Pakistan to Enforce Strict Data Collection for Crypto Transfers Above Rs. 1 Million

Pakistan is set to introduce some of its most comprehensive digital asset regulations to date, requiring Virtual Asset Service Providers to collect, verify, and maintain detailed information on both the originator and the beneficiary for every virtual asset transfer exceeding Rs. 1 million. Under the newly drafted Virtual Asset Service Provider Governance & Operations Regulations 2025, this information must be provided to the authorities whenever requested, marking a significant step toward stronger oversight of cryptocurrency transactions in the country.

The new regulations signal a clear government intent to tighten monitoring of large-value crypto activity as Pakistan works to align its financial framework with global anti-money-laundering and counter-terror-financing standards. Authorities have also mandated full implementation of the FATF Travel Rule, effectively making transparency an essential requirement for participation in the country’s growing digital asset space.

The framework introduced under the 2025 regulations is expansive, covering almost every type of virtual asset business. Brokerage services, custody operations, exchanges, lending platforms, derivatives, asset management, token issuance, and settlement services will now be subject to strict rules and oversight. According to the draft, organizations operating in the digital asset sector must adopt strong mechanisms to detect and prevent market manipulation, coordinated attacks, and system abuse.

To help enforce these protections, VASPs will be required to use blockchain analytics, monitoring tools, and other tracking technologies to analyze all incoming and outgoing transactions. This level of visibility will enable firms to detect suspicious behavior and highlight patterns linked to criminal activity, providing regulators with better safeguards across the digital ecosystem.

The government has emphasized that due diligence obligations are no longer optional. Pakistani and foreign counterparties dealing in virtual assets must undergo strict assessment, and additional scrutiny will apply to unhosted wallets and anonymity-enhanced transactions. A major portion of the new rulebook is dedicated to corporate governance, reflecting an effort to strengthen management transparency and accountability among VASPs.

Under the regulations, VASPs must maintain full transparency regarding ownership and provide regulators with a clear chain of control, including the identification of all ultimate beneficial owners. Any major change in ownership, control, or governance will require prior approval from authorities. Members of company boards will have to meet strict Fit and Proper Person standards, and boards will be required to conduct yearly performance evaluations of themselves and their committees.

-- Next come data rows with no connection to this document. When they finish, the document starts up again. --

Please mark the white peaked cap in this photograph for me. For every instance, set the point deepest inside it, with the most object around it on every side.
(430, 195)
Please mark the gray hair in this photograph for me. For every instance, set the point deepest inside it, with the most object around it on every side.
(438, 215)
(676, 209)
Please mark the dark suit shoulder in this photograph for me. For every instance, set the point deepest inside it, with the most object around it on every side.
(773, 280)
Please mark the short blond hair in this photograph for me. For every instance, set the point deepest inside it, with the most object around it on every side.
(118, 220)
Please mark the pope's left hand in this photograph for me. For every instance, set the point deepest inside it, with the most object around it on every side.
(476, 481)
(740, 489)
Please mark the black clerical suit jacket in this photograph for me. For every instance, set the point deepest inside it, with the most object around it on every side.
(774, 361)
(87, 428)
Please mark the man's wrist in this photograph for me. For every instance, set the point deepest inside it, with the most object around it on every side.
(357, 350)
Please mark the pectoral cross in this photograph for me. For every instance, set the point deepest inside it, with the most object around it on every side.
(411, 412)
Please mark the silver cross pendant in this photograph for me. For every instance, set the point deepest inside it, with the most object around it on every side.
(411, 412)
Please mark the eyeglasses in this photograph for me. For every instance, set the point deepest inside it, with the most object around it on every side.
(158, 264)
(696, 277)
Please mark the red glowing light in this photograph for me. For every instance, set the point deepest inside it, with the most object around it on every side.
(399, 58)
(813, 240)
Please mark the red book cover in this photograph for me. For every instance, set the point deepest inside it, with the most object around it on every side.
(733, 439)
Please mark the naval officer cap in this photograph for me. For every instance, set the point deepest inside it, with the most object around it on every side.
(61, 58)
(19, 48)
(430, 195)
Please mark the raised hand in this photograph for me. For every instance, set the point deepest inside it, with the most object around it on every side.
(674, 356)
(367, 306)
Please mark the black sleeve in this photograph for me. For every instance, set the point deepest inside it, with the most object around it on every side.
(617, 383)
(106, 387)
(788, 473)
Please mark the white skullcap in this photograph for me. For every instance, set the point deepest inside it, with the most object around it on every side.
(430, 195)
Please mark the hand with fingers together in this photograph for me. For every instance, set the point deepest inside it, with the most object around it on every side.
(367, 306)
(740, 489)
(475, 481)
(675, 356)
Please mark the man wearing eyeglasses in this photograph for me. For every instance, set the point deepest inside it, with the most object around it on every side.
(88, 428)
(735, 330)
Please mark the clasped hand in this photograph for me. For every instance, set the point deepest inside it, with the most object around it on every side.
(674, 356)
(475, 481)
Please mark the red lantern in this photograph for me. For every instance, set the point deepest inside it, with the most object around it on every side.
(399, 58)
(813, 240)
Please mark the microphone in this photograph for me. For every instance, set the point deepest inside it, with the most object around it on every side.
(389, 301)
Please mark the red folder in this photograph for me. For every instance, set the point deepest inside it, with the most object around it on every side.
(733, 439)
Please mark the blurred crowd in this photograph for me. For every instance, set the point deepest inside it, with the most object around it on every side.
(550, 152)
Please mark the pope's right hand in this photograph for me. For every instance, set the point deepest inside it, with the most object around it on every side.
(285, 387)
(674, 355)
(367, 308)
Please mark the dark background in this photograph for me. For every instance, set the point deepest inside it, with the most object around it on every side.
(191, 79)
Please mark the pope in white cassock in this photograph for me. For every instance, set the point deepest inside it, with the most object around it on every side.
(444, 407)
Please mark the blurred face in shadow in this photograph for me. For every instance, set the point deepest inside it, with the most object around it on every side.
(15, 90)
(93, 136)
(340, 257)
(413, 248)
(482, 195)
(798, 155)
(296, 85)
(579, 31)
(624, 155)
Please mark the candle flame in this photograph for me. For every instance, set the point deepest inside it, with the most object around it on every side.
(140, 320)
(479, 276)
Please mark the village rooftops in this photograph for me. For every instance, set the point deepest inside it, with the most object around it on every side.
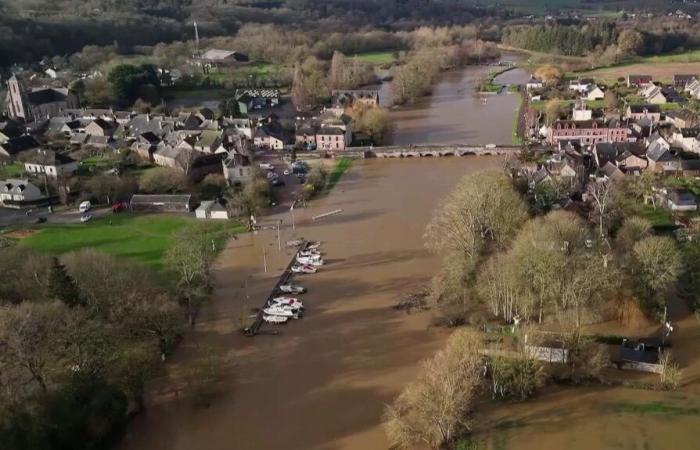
(641, 109)
(256, 93)
(160, 198)
(639, 79)
(683, 79)
(327, 131)
(47, 158)
(690, 132)
(219, 55)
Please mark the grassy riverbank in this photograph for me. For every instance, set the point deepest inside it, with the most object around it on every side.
(144, 238)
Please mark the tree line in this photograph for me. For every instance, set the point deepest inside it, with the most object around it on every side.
(81, 334)
(526, 268)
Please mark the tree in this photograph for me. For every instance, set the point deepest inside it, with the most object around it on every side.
(448, 290)
(633, 229)
(603, 202)
(61, 286)
(434, 409)
(552, 110)
(482, 209)
(337, 76)
(131, 82)
(300, 90)
(30, 333)
(189, 260)
(374, 122)
(98, 92)
(657, 264)
(631, 42)
(549, 74)
(249, 199)
(500, 286)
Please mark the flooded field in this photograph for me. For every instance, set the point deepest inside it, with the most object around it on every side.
(323, 382)
(453, 114)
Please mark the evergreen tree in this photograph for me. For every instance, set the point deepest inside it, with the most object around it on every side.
(61, 286)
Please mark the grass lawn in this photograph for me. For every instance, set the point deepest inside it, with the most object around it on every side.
(593, 104)
(377, 58)
(14, 170)
(659, 217)
(341, 166)
(142, 237)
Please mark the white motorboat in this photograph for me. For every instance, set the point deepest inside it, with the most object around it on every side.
(275, 310)
(275, 319)
(303, 268)
(310, 260)
(292, 289)
(287, 302)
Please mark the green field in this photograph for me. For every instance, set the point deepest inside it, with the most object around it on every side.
(14, 170)
(689, 56)
(377, 58)
(144, 238)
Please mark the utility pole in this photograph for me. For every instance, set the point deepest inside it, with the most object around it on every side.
(291, 210)
(279, 241)
(265, 259)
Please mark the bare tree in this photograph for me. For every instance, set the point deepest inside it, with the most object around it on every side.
(337, 75)
(483, 209)
(189, 258)
(657, 263)
(30, 333)
(434, 409)
(601, 195)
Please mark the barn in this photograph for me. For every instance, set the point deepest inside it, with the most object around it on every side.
(161, 203)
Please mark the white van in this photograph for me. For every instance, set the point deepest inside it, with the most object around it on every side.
(84, 207)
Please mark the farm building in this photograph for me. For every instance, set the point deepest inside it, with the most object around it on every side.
(161, 203)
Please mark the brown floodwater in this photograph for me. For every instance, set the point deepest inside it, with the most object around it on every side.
(323, 381)
(454, 113)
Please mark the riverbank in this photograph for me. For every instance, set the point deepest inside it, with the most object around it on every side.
(453, 114)
(324, 381)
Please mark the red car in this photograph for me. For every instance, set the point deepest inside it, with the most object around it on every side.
(118, 207)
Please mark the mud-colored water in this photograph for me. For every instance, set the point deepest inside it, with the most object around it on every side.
(454, 114)
(323, 382)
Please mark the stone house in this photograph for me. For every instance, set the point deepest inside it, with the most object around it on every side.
(34, 104)
(48, 162)
(15, 192)
(639, 112)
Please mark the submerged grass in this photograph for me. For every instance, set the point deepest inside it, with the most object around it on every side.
(657, 408)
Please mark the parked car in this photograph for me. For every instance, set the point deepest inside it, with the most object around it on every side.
(84, 207)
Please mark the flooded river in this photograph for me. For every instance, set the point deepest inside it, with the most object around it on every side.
(323, 382)
(454, 113)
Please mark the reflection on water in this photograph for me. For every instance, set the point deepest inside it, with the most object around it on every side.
(454, 113)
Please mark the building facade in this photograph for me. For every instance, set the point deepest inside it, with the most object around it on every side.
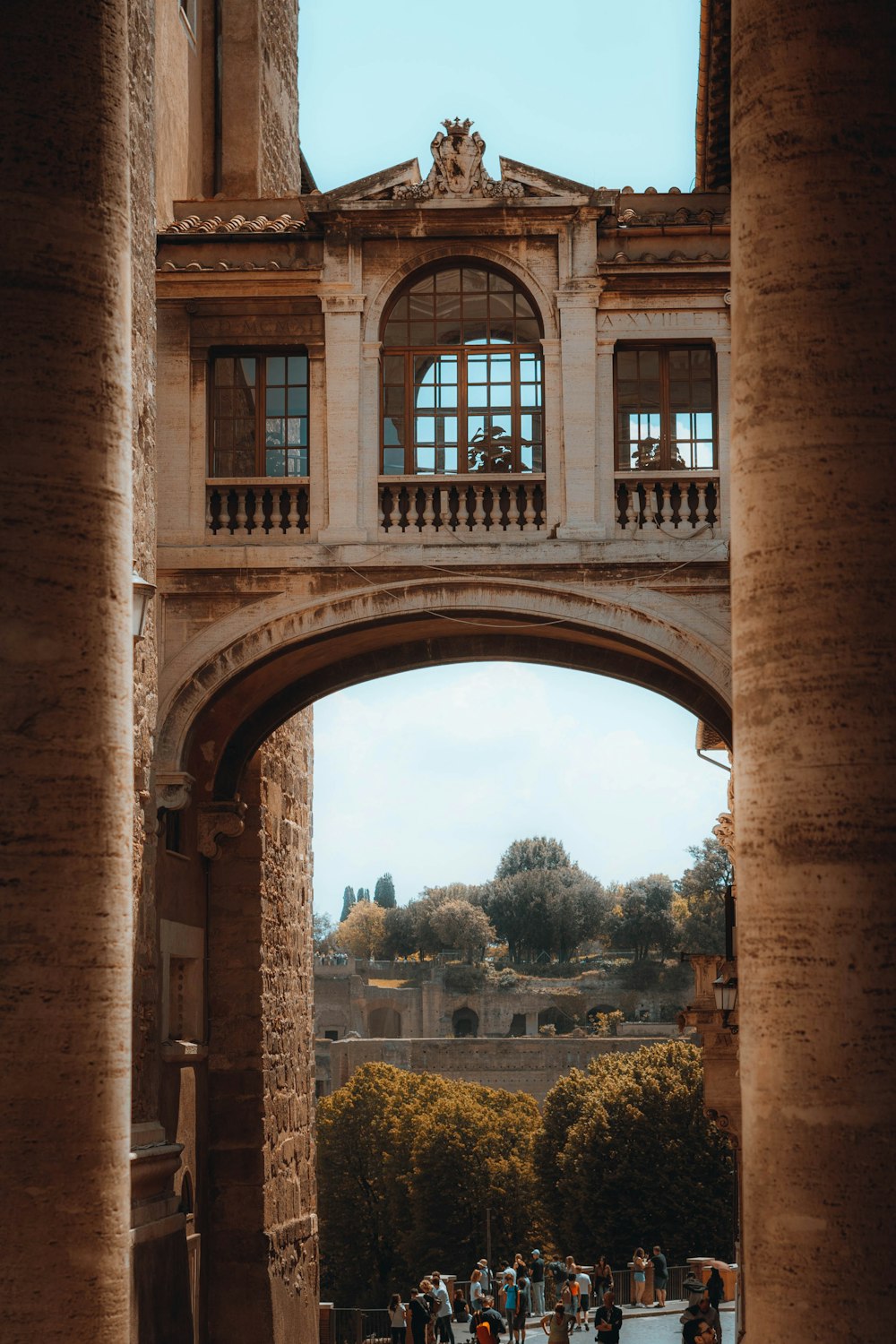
(427, 417)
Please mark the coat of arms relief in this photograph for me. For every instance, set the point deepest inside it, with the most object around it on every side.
(457, 168)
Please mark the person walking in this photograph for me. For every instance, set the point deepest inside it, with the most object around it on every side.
(659, 1276)
(398, 1319)
(638, 1276)
(536, 1279)
(584, 1298)
(557, 1325)
(443, 1309)
(607, 1322)
(705, 1312)
(602, 1279)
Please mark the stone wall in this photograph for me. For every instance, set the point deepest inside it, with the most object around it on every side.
(521, 1064)
(261, 1220)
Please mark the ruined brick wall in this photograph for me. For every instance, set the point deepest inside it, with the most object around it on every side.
(142, 357)
(288, 986)
(279, 93)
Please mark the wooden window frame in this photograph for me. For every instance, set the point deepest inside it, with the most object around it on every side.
(664, 349)
(461, 352)
(260, 355)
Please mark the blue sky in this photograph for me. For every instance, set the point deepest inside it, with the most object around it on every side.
(603, 93)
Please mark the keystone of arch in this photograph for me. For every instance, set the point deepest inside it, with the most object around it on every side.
(461, 250)
(228, 650)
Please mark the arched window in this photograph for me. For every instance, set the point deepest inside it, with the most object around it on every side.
(462, 383)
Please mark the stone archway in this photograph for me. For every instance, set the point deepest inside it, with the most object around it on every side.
(234, 698)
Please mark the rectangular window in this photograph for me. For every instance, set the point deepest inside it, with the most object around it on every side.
(665, 408)
(260, 416)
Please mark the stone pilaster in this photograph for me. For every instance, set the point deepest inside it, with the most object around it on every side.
(343, 346)
(814, 695)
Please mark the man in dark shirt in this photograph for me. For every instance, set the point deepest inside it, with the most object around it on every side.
(704, 1312)
(487, 1316)
(607, 1322)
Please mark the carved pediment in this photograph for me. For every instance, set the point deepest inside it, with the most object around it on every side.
(458, 174)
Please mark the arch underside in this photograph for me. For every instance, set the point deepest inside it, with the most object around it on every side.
(254, 702)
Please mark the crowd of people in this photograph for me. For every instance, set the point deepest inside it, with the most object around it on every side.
(508, 1300)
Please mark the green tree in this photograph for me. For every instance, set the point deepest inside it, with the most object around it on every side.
(552, 910)
(363, 932)
(384, 892)
(535, 852)
(457, 924)
(349, 900)
(699, 909)
(626, 1156)
(400, 933)
(323, 933)
(642, 918)
(408, 1163)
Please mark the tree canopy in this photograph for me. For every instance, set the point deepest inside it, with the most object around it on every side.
(384, 892)
(408, 1166)
(626, 1158)
(363, 930)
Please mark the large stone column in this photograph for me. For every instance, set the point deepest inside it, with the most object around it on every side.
(66, 680)
(814, 650)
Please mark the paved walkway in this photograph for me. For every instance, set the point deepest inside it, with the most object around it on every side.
(643, 1325)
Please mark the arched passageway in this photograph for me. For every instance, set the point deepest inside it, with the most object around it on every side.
(236, 750)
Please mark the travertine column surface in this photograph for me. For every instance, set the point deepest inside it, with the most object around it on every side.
(813, 655)
(66, 679)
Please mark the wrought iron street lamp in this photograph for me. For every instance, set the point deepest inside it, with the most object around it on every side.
(142, 591)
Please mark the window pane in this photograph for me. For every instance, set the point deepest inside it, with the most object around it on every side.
(419, 333)
(394, 430)
(297, 430)
(425, 429)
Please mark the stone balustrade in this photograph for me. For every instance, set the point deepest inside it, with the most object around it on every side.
(255, 507)
(680, 504)
(479, 503)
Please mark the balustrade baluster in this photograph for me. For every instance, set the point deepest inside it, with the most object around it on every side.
(665, 511)
(633, 507)
(649, 507)
(241, 510)
(478, 508)
(528, 505)
(292, 518)
(429, 508)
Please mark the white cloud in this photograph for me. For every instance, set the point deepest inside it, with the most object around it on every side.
(432, 774)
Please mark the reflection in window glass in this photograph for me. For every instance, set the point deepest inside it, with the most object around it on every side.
(455, 355)
(665, 409)
(258, 411)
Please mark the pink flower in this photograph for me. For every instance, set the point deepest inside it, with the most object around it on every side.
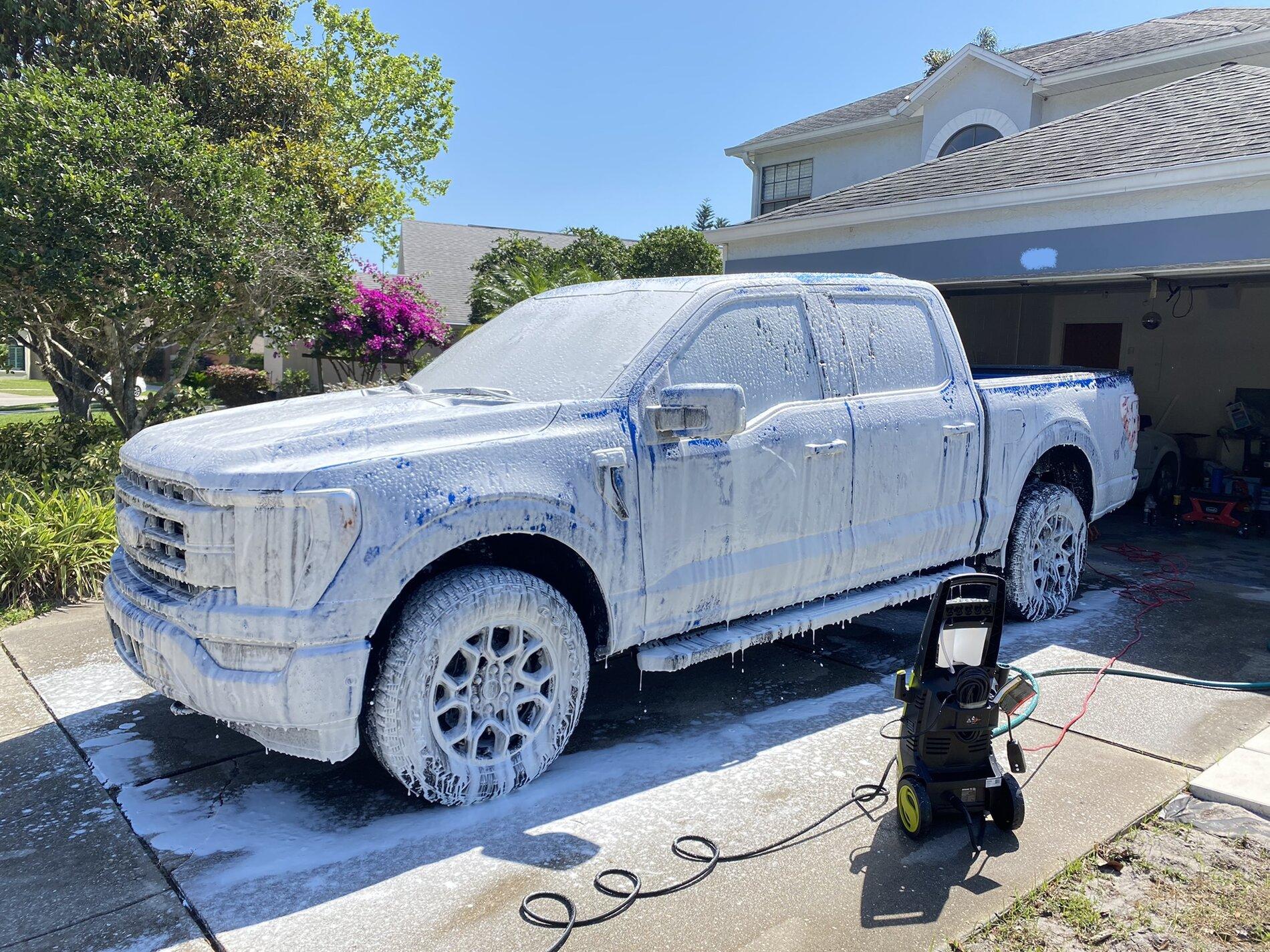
(385, 323)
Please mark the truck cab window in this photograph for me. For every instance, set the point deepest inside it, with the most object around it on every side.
(893, 344)
(762, 345)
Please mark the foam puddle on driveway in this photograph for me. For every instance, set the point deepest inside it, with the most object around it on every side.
(279, 853)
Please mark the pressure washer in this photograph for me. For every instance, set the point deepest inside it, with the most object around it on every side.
(952, 698)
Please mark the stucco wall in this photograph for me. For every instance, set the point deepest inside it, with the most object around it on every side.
(845, 162)
(1193, 362)
(1164, 203)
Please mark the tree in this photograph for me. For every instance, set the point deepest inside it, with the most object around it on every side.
(495, 269)
(707, 218)
(986, 39)
(597, 252)
(673, 251)
(521, 279)
(128, 230)
(333, 107)
(385, 323)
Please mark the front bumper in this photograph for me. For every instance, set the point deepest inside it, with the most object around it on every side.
(309, 706)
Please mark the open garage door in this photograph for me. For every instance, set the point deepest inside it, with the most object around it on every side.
(1198, 347)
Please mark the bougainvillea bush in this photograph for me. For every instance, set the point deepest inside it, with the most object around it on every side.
(385, 323)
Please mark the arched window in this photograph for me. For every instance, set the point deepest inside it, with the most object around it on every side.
(971, 136)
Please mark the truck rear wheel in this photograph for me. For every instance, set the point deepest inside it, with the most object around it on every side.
(1045, 554)
(481, 685)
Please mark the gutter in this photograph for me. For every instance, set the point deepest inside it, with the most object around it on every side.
(1142, 180)
(1048, 84)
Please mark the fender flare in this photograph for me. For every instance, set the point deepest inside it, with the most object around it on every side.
(447, 530)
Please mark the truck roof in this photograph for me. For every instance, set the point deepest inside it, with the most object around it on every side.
(722, 281)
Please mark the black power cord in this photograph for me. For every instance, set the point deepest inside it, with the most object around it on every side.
(711, 858)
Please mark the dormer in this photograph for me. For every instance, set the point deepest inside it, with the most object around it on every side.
(975, 98)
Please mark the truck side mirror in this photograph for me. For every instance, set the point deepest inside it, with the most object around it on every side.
(698, 412)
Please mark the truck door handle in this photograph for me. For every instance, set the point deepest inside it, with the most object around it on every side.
(609, 466)
(827, 448)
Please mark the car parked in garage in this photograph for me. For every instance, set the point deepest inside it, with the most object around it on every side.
(678, 466)
(1157, 461)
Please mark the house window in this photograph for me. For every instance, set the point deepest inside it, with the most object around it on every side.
(969, 136)
(785, 184)
(15, 358)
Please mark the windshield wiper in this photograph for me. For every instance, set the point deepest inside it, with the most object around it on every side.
(475, 391)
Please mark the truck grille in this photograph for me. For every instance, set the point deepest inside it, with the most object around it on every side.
(170, 537)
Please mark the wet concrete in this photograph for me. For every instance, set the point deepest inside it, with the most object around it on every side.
(282, 853)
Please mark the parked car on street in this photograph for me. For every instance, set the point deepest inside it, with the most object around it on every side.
(681, 468)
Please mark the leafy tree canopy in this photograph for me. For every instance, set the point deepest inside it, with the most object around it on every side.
(595, 251)
(126, 228)
(334, 107)
(497, 269)
(986, 39)
(672, 252)
(705, 218)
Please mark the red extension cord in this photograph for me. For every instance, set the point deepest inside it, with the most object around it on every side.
(1164, 585)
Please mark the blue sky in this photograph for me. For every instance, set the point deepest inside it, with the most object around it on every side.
(616, 114)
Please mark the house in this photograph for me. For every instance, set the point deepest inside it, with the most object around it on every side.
(1102, 200)
(442, 255)
(17, 358)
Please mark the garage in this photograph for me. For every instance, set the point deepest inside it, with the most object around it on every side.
(1134, 235)
(1196, 347)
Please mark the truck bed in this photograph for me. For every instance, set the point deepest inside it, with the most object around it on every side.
(1030, 409)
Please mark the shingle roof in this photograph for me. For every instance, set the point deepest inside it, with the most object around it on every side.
(1058, 55)
(444, 254)
(1219, 114)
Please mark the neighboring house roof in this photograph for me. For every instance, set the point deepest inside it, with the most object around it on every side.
(444, 255)
(1049, 57)
(1223, 114)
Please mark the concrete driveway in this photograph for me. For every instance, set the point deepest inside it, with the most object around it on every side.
(125, 826)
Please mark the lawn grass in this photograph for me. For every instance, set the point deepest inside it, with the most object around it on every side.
(1158, 887)
(22, 613)
(50, 413)
(27, 416)
(25, 387)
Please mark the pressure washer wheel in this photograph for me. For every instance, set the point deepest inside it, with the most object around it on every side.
(914, 808)
(1006, 804)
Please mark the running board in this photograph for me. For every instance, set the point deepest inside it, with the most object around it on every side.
(682, 650)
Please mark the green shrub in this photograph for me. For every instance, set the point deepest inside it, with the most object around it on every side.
(295, 383)
(238, 386)
(61, 454)
(186, 402)
(672, 252)
(56, 544)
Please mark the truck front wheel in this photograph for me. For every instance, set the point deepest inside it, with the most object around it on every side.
(1045, 552)
(481, 685)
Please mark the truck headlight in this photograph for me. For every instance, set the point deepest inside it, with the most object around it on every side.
(289, 546)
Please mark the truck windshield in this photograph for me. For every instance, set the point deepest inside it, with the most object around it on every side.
(563, 347)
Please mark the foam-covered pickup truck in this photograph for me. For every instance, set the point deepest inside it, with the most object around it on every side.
(680, 468)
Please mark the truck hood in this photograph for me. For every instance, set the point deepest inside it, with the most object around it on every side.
(273, 446)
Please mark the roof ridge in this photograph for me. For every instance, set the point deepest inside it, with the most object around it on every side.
(954, 158)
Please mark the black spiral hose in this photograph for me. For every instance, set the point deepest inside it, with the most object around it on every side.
(711, 861)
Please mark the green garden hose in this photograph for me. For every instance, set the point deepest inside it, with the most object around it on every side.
(1030, 677)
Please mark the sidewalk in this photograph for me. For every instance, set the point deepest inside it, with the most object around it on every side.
(112, 810)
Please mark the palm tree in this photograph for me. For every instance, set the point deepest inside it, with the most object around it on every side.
(521, 279)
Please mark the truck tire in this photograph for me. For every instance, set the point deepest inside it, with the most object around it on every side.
(1045, 552)
(479, 687)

Stronger conflict-of-interest controls are also being made mandatory. Companies must keep formal conflict registers, disclose conflicts openly, and ensure that board members recuse themselves whenever required. Additionally, statutory company information must be accessible to shareholders and the public, including through official websites.

Financial resilience forms a key pillar of the new framework. VASPs will need to maintain paid-up capital for each licensed activity, with 30 percent of that amount deposited as security with the State Bank of Pakistan. This security will only be refunded upon closure of business operations and complete settlement of liabilities. While cross-border outsourcing will still be allowed, regulators have clarified that it must not obstruct access to data or hinder supervisory oversight. Firms must also keep contingency plans to ensure that key functions can be brought back in-house or shifted to alternate vendors without operational disruption.

Cybersecurity emerges as one of the most heavily regulated sections in the new rules. Each VASP must adopt an Authority-approved Cybersecurity Policy that is updated annually. The policy must address access controls, employee vetting procedures, smart-contract auditing, authentication methods, system monitoring, incident response, vendor-related risks, and both physical and digital protections against cyber threats. Regular testing and auditing of IT systems, including externally integrated platforms, will be mandatory to keep up with evolving cyber risks.

Pakistan’s new regulatory approach marks a decisive shift in how the country governs digital assets, placing transparency, security, and accountability at the forefront of crypto operations as it prepares for a more structured and compliant digital financial future.